Schairer ist „vorsichtig optimistisch“, dass es durch eine intensive Zusammenarbeit innerhalb der Stadtverwaltung sowie mit Schulen, Vereinen, freien Trägern und privaten Anbietern, mit einer besseren Organisation und mehr kompetenten Lehrern und Vereinsübungsleitern möglich werde, alle Kinder bis zum Ende der Kitazeit ans Wasser gewöhnt zu haben. Alle Kinder bis zum Ende der zweiten Klasse – dem ersten Schuljahr mit Schwimmunterricht – die „Seepferdchen“-Prüfung ablegen, also 25 Meter schwimmen können. Am Ende der vierten Klasse sollen dann 100 Prozent und nicht nur 18 in der Lage sein, sicher zu schwimmen. An Unterstützern fehlt es nicht: Seit der ersten Berichterstattung über Schairers Aktion haben sich bereits rund 50 kommerzielle Anbieter von Schwimmkursen bei Andi Mündörfer, dem zuständigen Sportwissenschaftler im Amt für Sport und Bewegung, gemeldet.
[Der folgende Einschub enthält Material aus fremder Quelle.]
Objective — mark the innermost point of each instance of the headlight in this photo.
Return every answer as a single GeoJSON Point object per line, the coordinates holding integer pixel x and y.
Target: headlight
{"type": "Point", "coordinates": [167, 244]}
Alle Kursanbieter auf einen Blick im Netz

Anfang des Jahres findet ein „Großer Schwimmgipfel“ statt mit allen Beteiligten – vom Staatlichen Schulamt bis zum Schwimmverband. Dann wird die Arbeitsgruppe „Schwimmen lernen in Stuttgart“ installiert. Bis Februar will das Sportamt eine Online-Plattform mit einfachen Anmeldemöglichkeiten für Schwimmkurse eingerichtet haben. Die Koordination solle in seinem Hause erfolgen, so Schairer. Im Juni diskutiert der Gemeinderat dann über das Konzept, und Ende 2017 soll in den Haushaltsberatungen der Mittel- und Personalbedarf diskutiert werden.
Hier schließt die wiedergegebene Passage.